Today's Papers

Downer and Out

The New York Times and Wall Street Journal world-wide newsbox lead with news that Attorney General John Ashcroft recused himself from the investigation into the apparent outing of a CIA agent by somebody at the White House. A U.S. attorney in Chicago, who everybody suggests is a straight shooter, is taking over the case and won’t have to report to higher-ups. The Washington Post and USA Today lead with the new federal regulations meant to prevent mad cow disease, including a ban on the sale of meat from non-ambulatory cows. Such “downer” cattle have a higher chance of having the disease. The Post calls the new cattle rules, which also mandate a system to track cows from birth to slaughter, “perhaps the most ambitious proposed in a generation.”The Los Angeles Times leads with the Bush administration’s announcement that it will ban the sale of ephedra, the over-the-counter herbal weight loss pill that has been linked to heart attacks and strokes. The ban will take effect in about two months. It’s the first time the FDA has banned an herbal supplement since the passage of a 1994 law restricting the agency’s authority over supplements.  

The deputy attorney general who announced Ashcroft’s recusal said there was no actual conflict of interest: “The issue that [Ashcroft] was concerned about was one of appearance.” Of course, that appearance hasn’t changed one way or the other for months, and the papers mostly take the recusal as a sign that investigators are getting closer to nailing the leaker. The deputy AG advised against such speculation. But he also said, “It’s fair to say that an accumulation of facts throughout the course of the investigation over the last several months has led us to this point.” Last Friday, the Post said that the probe was “gathering momentum.”

A NYT profile of Patrick Fitzgerald, the U.S. attorney now in charge of the leak investigation, says he’s a non-ideologue who’s unlikely to pull punches. A week before Christmas, he announced the indictment of former Illinois Gov. George Ryan, a Republican. * “If John Ashcroft wanted any favors on this one, he went to the wrong guy,” said one defense attorney.

The WP focuses on the political backstory of the mad cow rules, saying the cattle industry opposed such changes for a decade and last month GOP legislators killed legislation that would have implemented some of them. According to a recent USDA report, 35 percent of product samples tested in 2002 contained “unacceptable nervous tissues.” Said one Democratic senator who had pushed for the earlier legislation, “Every time you talk about something the government could do, you had opposition. Anything I tried to do was blocked.”

An op-ed in the WP reminds (as TP mentioned last week) that even with imperfect testing, the chances of a serious mad cow disease outbreak in the U.S. are extraordinarily low. As the op-ed emphasizes, the papers haven’t been hitting that point-of-view much.

The WSJ reports that after “weeks of infighting” the White House decided yesterday to hold off about $4 billion in reconstruction money until Iraq gains sovereignty next summer. The Journal also mentions—down in the fifth paragraph—that the administration’s top reconstruction official threatened to resign a few weeks ago, after complaining that the spending plan was scattershot. “I personally feel that we are setting ourselves up for failure,” he wrote in a Dec. 16 e-mail.
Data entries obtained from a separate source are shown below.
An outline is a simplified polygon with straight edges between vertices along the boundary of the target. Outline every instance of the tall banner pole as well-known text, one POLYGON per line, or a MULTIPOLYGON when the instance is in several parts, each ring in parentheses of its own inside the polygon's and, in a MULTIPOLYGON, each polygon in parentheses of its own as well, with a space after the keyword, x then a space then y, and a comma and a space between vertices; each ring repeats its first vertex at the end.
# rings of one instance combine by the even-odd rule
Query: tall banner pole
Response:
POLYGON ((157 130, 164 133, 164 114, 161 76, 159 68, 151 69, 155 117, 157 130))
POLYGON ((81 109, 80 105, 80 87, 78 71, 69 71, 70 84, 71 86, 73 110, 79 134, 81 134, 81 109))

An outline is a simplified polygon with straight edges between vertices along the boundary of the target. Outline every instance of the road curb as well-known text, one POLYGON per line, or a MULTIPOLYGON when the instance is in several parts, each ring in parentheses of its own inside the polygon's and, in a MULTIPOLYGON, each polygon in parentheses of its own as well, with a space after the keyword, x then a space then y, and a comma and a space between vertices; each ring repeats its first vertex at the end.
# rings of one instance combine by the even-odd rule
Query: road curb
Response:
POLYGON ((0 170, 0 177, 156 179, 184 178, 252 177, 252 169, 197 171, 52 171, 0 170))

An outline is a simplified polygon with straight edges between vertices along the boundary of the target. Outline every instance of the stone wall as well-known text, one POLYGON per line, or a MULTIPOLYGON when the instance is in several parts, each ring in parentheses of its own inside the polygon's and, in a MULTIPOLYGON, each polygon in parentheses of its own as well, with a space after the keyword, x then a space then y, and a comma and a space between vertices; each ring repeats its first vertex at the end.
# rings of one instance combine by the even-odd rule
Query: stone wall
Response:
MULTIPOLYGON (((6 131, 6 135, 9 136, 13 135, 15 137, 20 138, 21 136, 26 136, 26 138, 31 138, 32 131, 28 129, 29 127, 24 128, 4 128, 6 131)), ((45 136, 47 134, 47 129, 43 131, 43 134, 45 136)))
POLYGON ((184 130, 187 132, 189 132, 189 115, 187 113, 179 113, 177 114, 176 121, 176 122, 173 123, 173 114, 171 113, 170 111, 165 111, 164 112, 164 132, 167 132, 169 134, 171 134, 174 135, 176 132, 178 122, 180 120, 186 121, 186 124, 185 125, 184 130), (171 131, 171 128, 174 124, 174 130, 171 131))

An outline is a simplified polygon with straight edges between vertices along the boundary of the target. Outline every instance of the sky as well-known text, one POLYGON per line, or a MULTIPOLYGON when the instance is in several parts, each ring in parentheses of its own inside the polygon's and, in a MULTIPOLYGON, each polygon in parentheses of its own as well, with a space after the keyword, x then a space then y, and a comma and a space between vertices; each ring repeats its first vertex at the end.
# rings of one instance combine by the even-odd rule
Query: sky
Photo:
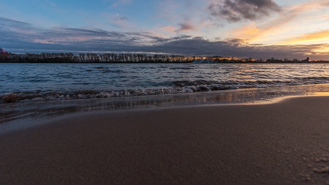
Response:
POLYGON ((329 0, 6 0, 0 47, 329 60, 329 0))

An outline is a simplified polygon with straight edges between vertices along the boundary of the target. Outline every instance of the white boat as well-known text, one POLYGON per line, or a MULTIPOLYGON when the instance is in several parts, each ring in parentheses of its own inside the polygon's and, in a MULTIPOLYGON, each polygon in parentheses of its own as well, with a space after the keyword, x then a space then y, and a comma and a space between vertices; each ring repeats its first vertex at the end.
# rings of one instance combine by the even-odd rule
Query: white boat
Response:
POLYGON ((204 59, 201 60, 194 60, 193 62, 193 64, 215 64, 216 62, 208 59, 204 59))

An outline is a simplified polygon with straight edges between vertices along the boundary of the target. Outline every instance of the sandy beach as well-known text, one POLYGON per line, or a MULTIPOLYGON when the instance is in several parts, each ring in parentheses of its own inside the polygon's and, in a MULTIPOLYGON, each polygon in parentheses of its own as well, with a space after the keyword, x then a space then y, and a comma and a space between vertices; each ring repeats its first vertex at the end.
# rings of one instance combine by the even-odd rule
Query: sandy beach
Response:
POLYGON ((0 132, 0 184, 329 183, 329 97, 85 112, 0 132))

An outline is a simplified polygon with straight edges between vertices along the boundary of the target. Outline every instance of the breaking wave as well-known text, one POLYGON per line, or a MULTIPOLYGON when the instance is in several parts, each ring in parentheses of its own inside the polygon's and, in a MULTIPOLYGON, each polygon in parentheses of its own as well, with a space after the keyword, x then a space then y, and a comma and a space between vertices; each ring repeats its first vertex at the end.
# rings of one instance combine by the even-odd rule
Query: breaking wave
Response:
POLYGON ((74 91, 48 90, 35 91, 12 92, 0 95, 2 103, 13 103, 17 101, 44 101, 78 99, 111 98, 165 95, 193 92, 202 91, 283 87, 292 85, 303 85, 329 83, 329 77, 295 78, 291 80, 255 80, 245 81, 175 81, 169 87, 159 88, 140 88, 115 90, 79 90, 74 91))

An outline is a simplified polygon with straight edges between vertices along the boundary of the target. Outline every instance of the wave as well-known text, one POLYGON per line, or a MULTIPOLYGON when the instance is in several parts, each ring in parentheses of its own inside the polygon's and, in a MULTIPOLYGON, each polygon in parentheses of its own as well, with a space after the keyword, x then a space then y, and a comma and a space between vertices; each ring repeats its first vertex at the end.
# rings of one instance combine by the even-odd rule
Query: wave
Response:
POLYGON ((255 80, 245 81, 175 81, 171 82, 171 87, 138 89, 122 89, 119 90, 79 90, 72 91, 56 90, 13 92, 0 95, 3 103, 17 101, 41 101, 63 100, 77 99, 111 98, 165 95, 196 91, 282 87, 293 85, 303 85, 329 83, 329 77, 295 78, 291 80, 255 80))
The WP fronts the Pentagon’s decision to stop using Halliburton as a supplier for oil in Iraq. The move came as part of a decision to change the government agency overseeing the fuel contracts. A recent draft audit by the Pentagon found that a Halliburton subcontractor charged too much for the oil. Pentagon officials said the contract was always meant to be temporary and that the decision has nothing to do with the pricing issues.  

The WSJ notes high that the Bush administration, responding to criticism of its planned military tribunals, replaced Deputy Defense Secretary Paul Wolfowitz as overseer of the system and named a recently retired military lawyer in his place. The White House also appointed four well-respected jurists to an appeals panel, including President Carter’s first attorney general. 
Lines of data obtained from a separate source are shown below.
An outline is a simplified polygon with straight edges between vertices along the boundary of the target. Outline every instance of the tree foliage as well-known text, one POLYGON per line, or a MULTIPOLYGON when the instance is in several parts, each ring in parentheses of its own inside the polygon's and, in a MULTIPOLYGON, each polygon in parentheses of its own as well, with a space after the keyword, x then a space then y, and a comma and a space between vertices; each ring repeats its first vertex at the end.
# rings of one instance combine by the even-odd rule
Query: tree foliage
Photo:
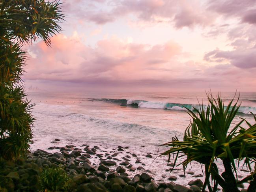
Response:
POLYGON ((249 181, 248 191, 254 192, 256 172, 253 168, 256 158, 256 124, 252 125, 241 118, 231 128, 231 123, 240 106, 238 103, 239 98, 236 101, 233 99, 227 106, 224 106, 219 95, 216 99, 211 93, 207 96, 208 106, 200 105, 200 109, 194 108, 194 111, 187 108, 192 121, 185 131, 183 141, 173 138, 172 141, 164 145, 170 148, 162 155, 168 155, 170 161, 170 155, 176 155, 174 166, 179 157, 186 156, 181 164, 184 170, 193 161, 204 165, 206 179, 203 191, 207 186, 209 191, 216 192, 219 185, 224 191, 238 192, 239 184, 249 181), (246 123, 247 129, 241 127, 243 123, 246 123), (221 174, 216 163, 218 160, 222 161, 225 169, 221 174), (238 181, 237 166, 241 163, 248 168, 250 174, 238 181), (213 181, 213 188, 211 176, 213 181))
POLYGON ((47 45, 64 18, 58 1, 0 0, 0 157, 24 156, 32 142, 34 104, 22 85, 25 43, 38 38, 47 45))

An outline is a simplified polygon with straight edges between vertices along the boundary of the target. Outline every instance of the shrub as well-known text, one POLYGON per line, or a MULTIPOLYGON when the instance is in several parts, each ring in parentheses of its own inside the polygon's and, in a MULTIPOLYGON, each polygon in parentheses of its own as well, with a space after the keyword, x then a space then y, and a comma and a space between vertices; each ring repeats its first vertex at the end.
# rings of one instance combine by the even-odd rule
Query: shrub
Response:
POLYGON ((63 19, 58 1, 0 0, 0 157, 24 157, 32 142, 34 106, 26 99, 21 76, 26 52, 22 45, 51 36, 63 19))
POLYGON ((68 191, 70 181, 67 173, 60 167, 45 169, 40 177, 43 191, 68 191))
MULTIPOLYGON (((231 129, 230 125, 240 106, 238 103, 239 97, 236 101, 233 99, 224 106, 219 95, 216 99, 211 93, 207 96, 207 106, 200 105, 200 109, 194 108, 194 111, 187 109, 192 121, 185 131, 183 141, 173 137, 172 141, 164 145, 170 147, 170 149, 161 155, 168 155, 170 161, 170 155, 176 155, 174 167, 179 155, 186 156, 181 163, 184 170, 193 161, 204 165, 206 179, 203 191, 207 186, 210 192, 217 191, 219 185, 226 192, 238 192, 238 185, 249 181, 248 191, 254 192, 256 172, 252 169, 251 164, 254 164, 256 157, 256 124, 251 125, 241 118, 231 129), (248 129, 241 127, 244 122, 248 129), (220 175, 215 163, 218 160, 222 161, 225 169, 220 175), (250 171, 250 174, 240 181, 237 181, 237 161, 238 164, 243 161, 244 165, 250 171), (210 176, 213 181, 213 188, 210 176)), ((256 121, 255 116, 254 119, 256 121)))

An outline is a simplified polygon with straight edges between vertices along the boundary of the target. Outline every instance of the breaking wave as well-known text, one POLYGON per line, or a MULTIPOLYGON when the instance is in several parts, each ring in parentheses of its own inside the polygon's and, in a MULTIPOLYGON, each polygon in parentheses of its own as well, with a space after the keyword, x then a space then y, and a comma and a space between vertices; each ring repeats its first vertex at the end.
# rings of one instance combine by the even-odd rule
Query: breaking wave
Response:
MULTIPOLYGON (((189 109, 192 111, 194 109, 200 109, 199 104, 175 103, 161 102, 153 102, 144 100, 114 99, 89 99, 92 101, 104 101, 119 104, 121 106, 140 107, 152 109, 163 109, 169 110, 187 111, 189 109)), ((249 114, 250 112, 256 114, 256 107, 241 106, 238 111, 239 113, 249 114)))

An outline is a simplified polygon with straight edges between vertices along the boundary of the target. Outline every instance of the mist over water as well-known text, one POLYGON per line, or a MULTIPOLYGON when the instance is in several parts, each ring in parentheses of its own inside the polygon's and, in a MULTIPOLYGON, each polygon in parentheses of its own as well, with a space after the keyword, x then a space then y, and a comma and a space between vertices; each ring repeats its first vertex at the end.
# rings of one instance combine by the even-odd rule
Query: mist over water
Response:
MULTIPOLYGON (((222 93, 225 104, 234 95, 234 93, 222 93)), ((36 120, 32 150, 46 149, 54 145, 51 141, 58 138, 61 140, 58 144, 61 146, 67 143, 112 147, 121 145, 129 146, 131 152, 159 154, 167 149, 159 145, 170 141, 172 137, 183 139, 190 121, 184 106, 197 108, 198 100, 207 104, 205 93, 30 92, 28 96, 36 104, 33 110, 36 120)), ((233 123, 240 121, 239 116, 242 116, 254 123, 253 116, 247 114, 249 111, 256 113, 256 93, 242 93, 239 101, 243 106, 233 123)), ((166 174, 166 157, 153 162, 147 160, 146 168, 152 171, 155 178, 160 178, 166 174)), ((197 166, 193 171, 202 173, 197 166)), ((178 182, 186 184, 188 179, 181 179, 178 182)))

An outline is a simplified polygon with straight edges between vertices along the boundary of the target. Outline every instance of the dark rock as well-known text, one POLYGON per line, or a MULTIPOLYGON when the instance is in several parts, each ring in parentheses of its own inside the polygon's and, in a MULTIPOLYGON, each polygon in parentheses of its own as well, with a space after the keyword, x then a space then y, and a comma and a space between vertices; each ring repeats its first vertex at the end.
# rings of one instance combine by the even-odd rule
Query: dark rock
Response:
POLYGON ((202 174, 199 174, 198 175, 194 175, 192 177, 203 177, 203 175, 202 174))
POLYGON ((107 166, 113 166, 116 164, 116 163, 114 161, 107 160, 101 161, 100 163, 101 164, 103 164, 103 165, 106 165, 107 166))
POLYGON ((141 181, 140 181, 140 177, 138 176, 135 176, 133 178, 133 182, 135 184, 136 184, 138 183, 141 183, 141 181))
POLYGON ((123 157, 122 158, 123 159, 123 160, 125 160, 125 161, 131 161, 131 160, 130 160, 130 159, 129 159, 129 158, 127 158, 126 157, 123 157))
POLYGON ((120 178, 112 178, 110 179, 110 185, 112 186, 114 183, 117 183, 120 186, 123 188, 125 185, 127 185, 127 184, 122 179, 120 178))
POLYGON ((116 172, 118 173, 124 173, 125 172, 125 169, 123 168, 123 167, 121 167, 121 166, 118 166, 116 168, 116 172))
POLYGON ((109 171, 109 168, 107 167, 104 164, 101 164, 98 168, 98 170, 104 171, 109 171))
POLYGON ((81 156, 81 153, 77 150, 74 150, 71 153, 71 154, 76 157, 80 157, 81 156))
POLYGON ((56 149, 56 147, 49 147, 48 149, 49 150, 52 150, 52 149, 56 149))
POLYGON ((168 179, 170 181, 176 181, 177 180, 177 177, 176 177, 174 175, 171 175, 169 177, 168 179))
POLYGON ((193 171, 187 171, 186 173, 189 175, 194 175, 195 174, 193 171))
POLYGON ((105 180, 105 179, 106 179, 106 175, 103 172, 101 171, 97 170, 96 171, 96 173, 97 174, 97 175, 103 179, 105 180))
POLYGON ((145 190, 148 192, 155 192, 157 191, 157 185, 153 183, 147 183, 145 186, 145 190))
POLYGON ((103 157, 103 155, 101 154, 96 154, 96 156, 99 158, 103 157))
POLYGON ((108 180, 110 180, 112 178, 116 178, 116 175, 115 175, 115 174, 113 173, 109 173, 107 175, 107 179, 108 180))
POLYGON ((83 163, 83 166, 89 171, 94 171, 95 169, 90 165, 88 163, 83 163))
POLYGON ((149 158, 152 158, 152 156, 150 154, 148 154, 146 155, 146 157, 148 157, 149 158))
POLYGON ((116 158, 115 157, 113 158, 113 159, 114 159, 114 160, 116 160, 116 161, 121 161, 121 160, 120 159, 118 159, 118 158, 116 158))
POLYGON ((120 163, 119 164, 120 165, 125 166, 128 165, 129 164, 130 164, 130 163, 128 161, 124 161, 123 162, 122 162, 121 163, 120 163))
POLYGON ((118 183, 113 183, 111 185, 112 192, 122 192, 123 191, 122 187, 118 183))
POLYGON ((203 187, 204 183, 200 179, 196 179, 196 180, 191 181, 188 183, 189 185, 196 185, 199 187, 203 187))
POLYGON ((136 186, 136 191, 137 192, 144 192, 145 188, 142 185, 138 184, 136 186))
POLYGON ((174 186, 173 190, 176 192, 192 192, 189 188, 179 184, 176 184, 174 186))
POLYGON ((85 175, 79 174, 73 177, 73 180, 77 185, 80 185, 88 182, 89 179, 85 175))
POLYGON ((89 155, 95 155, 96 154, 96 153, 94 152, 93 151, 86 151, 86 153, 89 154, 89 155))
POLYGON ((123 192, 136 192, 136 189, 133 186, 126 185, 123 188, 123 192))
POLYGON ((151 177, 146 173, 143 173, 140 175, 140 179, 144 182, 149 183, 151 181, 151 177))
POLYGON ((192 189, 193 192, 201 192, 202 190, 200 188, 196 185, 192 185, 190 187, 190 188, 192 189))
The NYT’s John Burns profiles an Iraqi doctor who was jailed during Saddam’s reign and whose nephew was murdered by security police who taped a grenade to the young man’s chest. (The execution was filmed, and the Times has photos of it.) The doctor says he prayed for U.S. troops to invade: “They did a very good job for America and for Iraq in getting rid of Saddam, and we thank them.” And now he wants them to leave ASAP: “They are young boys lost in a foreign country, and every day there is a bomb in the road. So please tell them, we would like that they would leave our country as soon as possible, as soon as they have arranged a stable government to replace Saddam.”

Correction, Dec. 31 2003: Eric Umansky wrote that George Ryan is the former governor of Michigan. In fact, he’s the former governor of Illinois. (Return to the corrected item.)